Francesca Delogu, journaliste de mode, experte en tendances culturelles, musicienne, auteure, écrivaine, conférencière TEDx. Certains l’ont qualifiée de « manager des idées ». Née à Udine, après avoir obtenu son diplôme en Lettres et Philosophie à l’université de Trieste, elle a déménagé à Milan, où elle a commencé comme reporter économique à MF/Milano Finanza, en suivant les entreprises cotées du secteur de la mode et du luxe.

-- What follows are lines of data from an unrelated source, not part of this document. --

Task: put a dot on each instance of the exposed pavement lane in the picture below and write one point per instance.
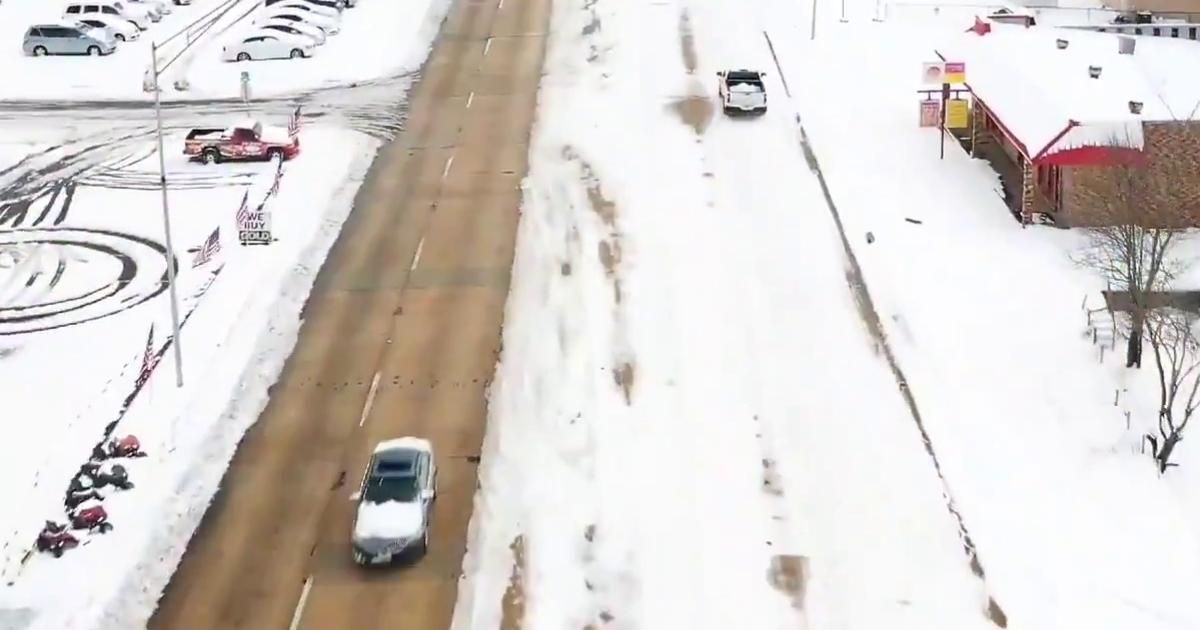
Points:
(412, 299)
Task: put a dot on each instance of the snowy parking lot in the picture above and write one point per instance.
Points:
(191, 57)
(767, 372)
(85, 328)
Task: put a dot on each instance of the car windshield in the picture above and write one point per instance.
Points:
(391, 487)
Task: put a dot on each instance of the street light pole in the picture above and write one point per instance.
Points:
(166, 221)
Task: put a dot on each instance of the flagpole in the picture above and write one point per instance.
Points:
(166, 221)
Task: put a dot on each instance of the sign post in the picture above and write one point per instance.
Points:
(255, 228)
(245, 88)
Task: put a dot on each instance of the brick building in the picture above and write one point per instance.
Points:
(1086, 127)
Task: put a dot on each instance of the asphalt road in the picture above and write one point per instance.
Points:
(401, 336)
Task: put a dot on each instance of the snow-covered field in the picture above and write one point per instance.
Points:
(377, 39)
(689, 400)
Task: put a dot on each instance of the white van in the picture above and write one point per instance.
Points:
(138, 16)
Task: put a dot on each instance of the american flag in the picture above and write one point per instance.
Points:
(275, 185)
(147, 359)
(211, 246)
(294, 124)
(244, 210)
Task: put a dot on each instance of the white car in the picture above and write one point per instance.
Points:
(262, 45)
(327, 24)
(298, 29)
(123, 30)
(303, 7)
(156, 6)
(742, 91)
(87, 9)
(395, 502)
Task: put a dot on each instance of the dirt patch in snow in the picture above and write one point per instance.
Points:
(867, 315)
(695, 111)
(789, 575)
(696, 108)
(771, 481)
(513, 604)
(623, 375)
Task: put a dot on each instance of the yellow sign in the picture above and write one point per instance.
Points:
(955, 72)
(958, 114)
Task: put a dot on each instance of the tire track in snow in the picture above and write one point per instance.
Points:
(787, 569)
(875, 328)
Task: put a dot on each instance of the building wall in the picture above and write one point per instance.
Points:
(1164, 193)
(1170, 6)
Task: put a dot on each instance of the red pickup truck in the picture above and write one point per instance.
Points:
(244, 141)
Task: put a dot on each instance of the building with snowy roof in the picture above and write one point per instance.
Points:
(1065, 114)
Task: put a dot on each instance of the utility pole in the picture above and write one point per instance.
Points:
(166, 221)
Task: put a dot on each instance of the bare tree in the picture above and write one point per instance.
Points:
(1176, 348)
(1140, 210)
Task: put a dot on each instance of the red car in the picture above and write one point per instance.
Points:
(245, 141)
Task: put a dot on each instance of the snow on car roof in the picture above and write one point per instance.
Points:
(1036, 89)
(405, 443)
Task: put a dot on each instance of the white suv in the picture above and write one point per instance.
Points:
(139, 16)
(395, 502)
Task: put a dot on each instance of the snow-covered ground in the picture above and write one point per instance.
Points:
(240, 319)
(681, 337)
(1074, 527)
(762, 469)
(377, 39)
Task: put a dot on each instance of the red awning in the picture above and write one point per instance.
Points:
(1093, 156)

Globe-trotteuse et multi-instrumentiste (elle a étudié le piano au Conservatoire, joue de la basse électrique dans un groupe et prend des cours de trompette), elle a travaillé comme journaliste professionnelle dans de nombreuses rédactions, dont D La Repubblica delle Donne, Flair et Grazia. À partir de 2013, elle a dirigé pendant huit ans le magazine Cosmopolitan, en gérant la rédaction « comme un groupe de rock ».

En 2022, elle a publié son livre « Il mio analista è un basso elettrico. Ispirazioni ribelli fra moda, giornalismo e musica » (Do it Human). Elle a participé au TEDx Legnano en tant que conférencière avec le talk « Il basso elettrico come imprevedibile maestro di leadership » (2024). Elle écrit pour de nombreuses publications, dont Vanity Fair, Amica et MFF Magazine for Fashion, pour lequel elle signe dans chaque numéro « Stylophonica », un éditorial qui entrecroise mode, cultures contemporaines et musique.